Although Sopheon is withdrawing guidance for forecasts (and we remove FY 2020E estimates), today’s update reflects a number of positive comments on current trading and the robust nature of the Group’s balance sheet. The pipeline remains at a similar level to the FY 2019 year end (when it was some 50% up year-on-year) and retention levels for Annual Recurring Revenue (ARR) have remained good so far this year. The Group confirms that a number of markets are showing resilience to the crisis and existing customers are re-commencing orders. Sopheon held net cash of $21.8m at the end of April 2020 and, despite prudent cost containment, is to proceed with the previously-declared dividend of 3.25p for FY 2019 – which we take as a clear and positive signal of overall management confidence.
One of the pillars behind the Group’s growth strategy is the push to extend Accolade as the digital platform of choice to digitalise customers’ corporate strategy and operational execution.
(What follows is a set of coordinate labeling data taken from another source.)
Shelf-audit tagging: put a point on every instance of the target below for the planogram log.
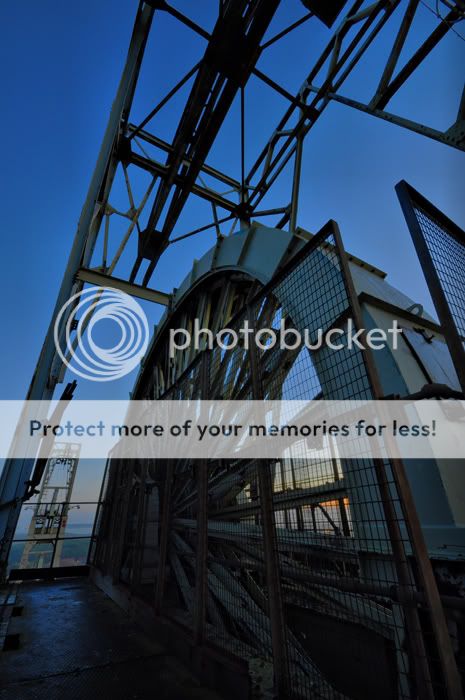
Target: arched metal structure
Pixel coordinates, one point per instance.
(191, 539)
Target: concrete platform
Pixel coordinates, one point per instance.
(74, 643)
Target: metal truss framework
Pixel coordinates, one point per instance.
(232, 51)
(228, 548)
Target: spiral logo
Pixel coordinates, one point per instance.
(75, 328)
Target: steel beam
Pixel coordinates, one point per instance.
(101, 280)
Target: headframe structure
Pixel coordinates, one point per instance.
(178, 171)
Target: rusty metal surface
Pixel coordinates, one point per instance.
(75, 643)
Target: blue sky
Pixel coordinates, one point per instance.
(61, 63)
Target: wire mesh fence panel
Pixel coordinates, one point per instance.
(440, 245)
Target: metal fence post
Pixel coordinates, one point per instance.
(270, 544)
(201, 584)
(413, 526)
(164, 538)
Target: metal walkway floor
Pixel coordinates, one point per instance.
(73, 642)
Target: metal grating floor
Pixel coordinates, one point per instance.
(75, 643)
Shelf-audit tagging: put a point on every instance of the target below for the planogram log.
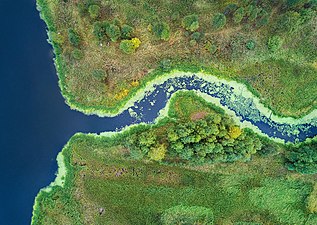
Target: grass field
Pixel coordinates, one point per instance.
(104, 185)
(101, 75)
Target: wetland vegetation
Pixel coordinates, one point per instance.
(196, 165)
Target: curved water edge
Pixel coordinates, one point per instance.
(234, 97)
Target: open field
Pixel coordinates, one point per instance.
(106, 184)
(268, 44)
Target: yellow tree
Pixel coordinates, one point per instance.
(158, 152)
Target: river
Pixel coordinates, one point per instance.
(36, 122)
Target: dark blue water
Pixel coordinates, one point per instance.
(36, 123)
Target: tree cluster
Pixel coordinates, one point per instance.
(212, 139)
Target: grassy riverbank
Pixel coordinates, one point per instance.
(112, 77)
(105, 184)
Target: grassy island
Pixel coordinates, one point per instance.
(216, 173)
(197, 164)
(105, 50)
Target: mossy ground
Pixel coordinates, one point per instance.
(104, 185)
(291, 69)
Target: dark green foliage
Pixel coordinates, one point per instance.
(73, 37)
(303, 158)
(113, 32)
(197, 36)
(99, 74)
(126, 31)
(274, 43)
(185, 215)
(250, 44)
(94, 11)
(77, 54)
(165, 65)
(191, 22)
(100, 29)
(219, 21)
(238, 15)
(230, 9)
(161, 30)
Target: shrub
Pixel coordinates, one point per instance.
(274, 43)
(73, 37)
(100, 29)
(180, 214)
(190, 22)
(238, 15)
(165, 65)
(197, 36)
(113, 32)
(94, 11)
(312, 200)
(211, 47)
(302, 158)
(77, 54)
(161, 30)
(157, 153)
(126, 31)
(250, 44)
(129, 46)
(99, 74)
(219, 21)
(56, 37)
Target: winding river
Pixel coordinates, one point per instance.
(36, 122)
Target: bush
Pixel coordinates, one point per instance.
(238, 15)
(250, 44)
(190, 22)
(94, 11)
(113, 32)
(302, 158)
(179, 215)
(197, 36)
(219, 21)
(165, 65)
(73, 37)
(274, 43)
(126, 31)
(161, 30)
(56, 38)
(99, 74)
(100, 29)
(77, 54)
(312, 200)
(129, 46)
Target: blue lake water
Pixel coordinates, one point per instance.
(35, 121)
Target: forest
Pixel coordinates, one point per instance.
(105, 50)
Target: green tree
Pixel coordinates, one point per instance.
(303, 158)
(77, 54)
(113, 32)
(73, 37)
(274, 43)
(161, 30)
(250, 44)
(100, 29)
(219, 21)
(94, 11)
(129, 46)
(126, 31)
(238, 15)
(190, 22)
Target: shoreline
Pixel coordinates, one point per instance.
(155, 76)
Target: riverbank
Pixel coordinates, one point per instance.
(151, 77)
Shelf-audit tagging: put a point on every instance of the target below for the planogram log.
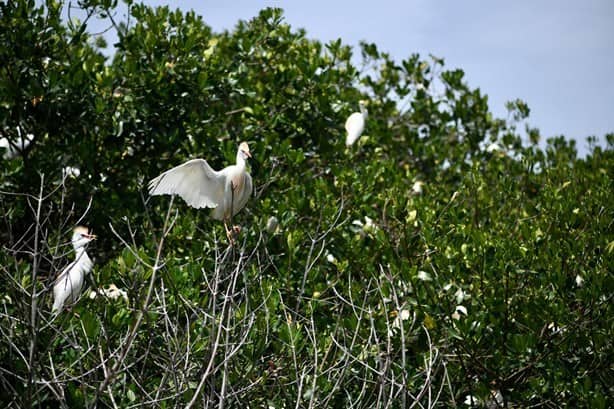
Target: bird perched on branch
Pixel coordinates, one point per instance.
(69, 284)
(226, 190)
(355, 124)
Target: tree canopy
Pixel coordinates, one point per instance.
(445, 259)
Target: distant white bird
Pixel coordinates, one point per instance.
(226, 190)
(18, 145)
(68, 285)
(70, 171)
(355, 124)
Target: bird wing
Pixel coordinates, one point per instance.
(195, 181)
(244, 194)
(354, 126)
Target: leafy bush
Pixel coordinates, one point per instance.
(439, 262)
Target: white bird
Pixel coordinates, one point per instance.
(355, 124)
(69, 283)
(226, 190)
(17, 146)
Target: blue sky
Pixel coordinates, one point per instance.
(558, 56)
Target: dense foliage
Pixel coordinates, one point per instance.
(441, 261)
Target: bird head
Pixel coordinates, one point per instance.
(244, 151)
(81, 236)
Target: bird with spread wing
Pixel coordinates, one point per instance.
(226, 191)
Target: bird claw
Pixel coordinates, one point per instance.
(233, 233)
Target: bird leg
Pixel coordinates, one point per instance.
(232, 233)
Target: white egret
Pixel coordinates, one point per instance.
(69, 283)
(355, 124)
(17, 146)
(226, 190)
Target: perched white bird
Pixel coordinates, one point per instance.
(226, 190)
(69, 283)
(18, 145)
(355, 124)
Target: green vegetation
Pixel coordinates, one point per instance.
(491, 280)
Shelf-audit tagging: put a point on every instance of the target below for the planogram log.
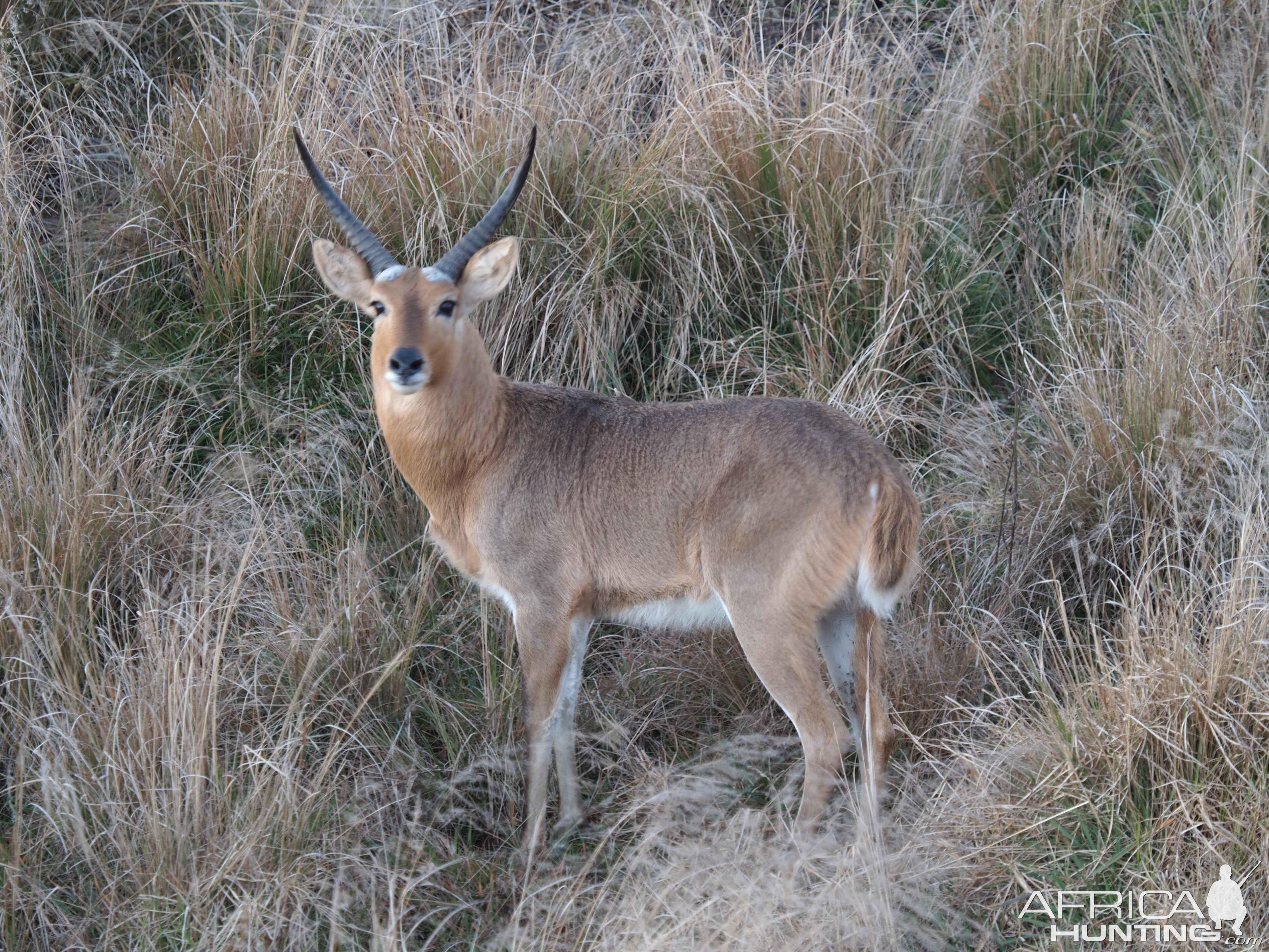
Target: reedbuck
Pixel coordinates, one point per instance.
(781, 520)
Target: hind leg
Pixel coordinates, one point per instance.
(780, 644)
(855, 648)
(563, 732)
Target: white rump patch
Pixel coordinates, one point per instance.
(677, 614)
(498, 592)
(880, 601)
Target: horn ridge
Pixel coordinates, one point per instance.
(376, 257)
(454, 262)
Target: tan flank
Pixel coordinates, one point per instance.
(782, 520)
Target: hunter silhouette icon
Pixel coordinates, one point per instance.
(1225, 902)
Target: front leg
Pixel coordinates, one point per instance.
(542, 634)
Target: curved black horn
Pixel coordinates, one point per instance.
(451, 267)
(375, 256)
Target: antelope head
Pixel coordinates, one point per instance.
(418, 313)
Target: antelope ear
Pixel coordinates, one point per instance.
(343, 271)
(489, 271)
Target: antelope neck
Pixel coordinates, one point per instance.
(442, 436)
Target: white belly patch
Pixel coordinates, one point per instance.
(678, 614)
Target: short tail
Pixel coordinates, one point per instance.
(890, 560)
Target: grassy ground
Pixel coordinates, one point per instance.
(246, 706)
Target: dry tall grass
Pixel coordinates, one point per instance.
(246, 706)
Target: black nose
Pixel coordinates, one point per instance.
(405, 362)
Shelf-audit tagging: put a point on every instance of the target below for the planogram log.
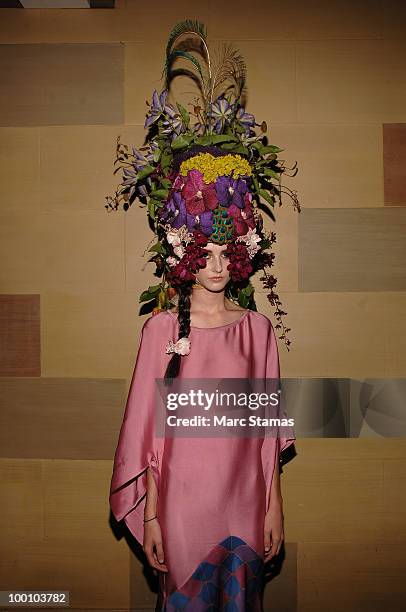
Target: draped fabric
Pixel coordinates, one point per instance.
(213, 492)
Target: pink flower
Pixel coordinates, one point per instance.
(198, 195)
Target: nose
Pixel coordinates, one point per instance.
(217, 264)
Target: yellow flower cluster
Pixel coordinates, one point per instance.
(211, 167)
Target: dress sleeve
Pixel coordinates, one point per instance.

Two offerings designed to raise the profile of Accolade, extend its use cases and drive user growth were launched in April - both should help Sopheon spread visibility of Accolade’s attributes more deeply through its clients’ organisations.
- COVID-19 Disruption Response Toolkit, enabling customers to rapidly develop responses and to implement operational changes.
- Microsoft Teams Connector, allowing users to initiate a Teams call, chat or group discussion from within the platform – this should help extend the reach and visibility of Accolade within client organisations
Sopheon has previously stated that it expects to focus more on ARR rather than revenue visibility as a metric of progress. Today’s announcement notes ARR of $15.9m (unchanged from March) which underpins revenue visibility for FY 2020E of $23.2m (up from $21.2m in March).
The new business pipeline continues to reflect a high proportion of software as a service (SaaS) opportunities as the Group transforms to a cloud business. With this conversion likely to take several years, Sopheon has already instituted a number of revisions to its standard pricing models, service delivery models and commission plans. A longer-term migration of the software platform is also underway.
Overall, a very reassuring update, with a sensibly prudent near-term decision to withdraw forecast guidance balanced against a number of clear and long-term positives and a respectable level of client activity.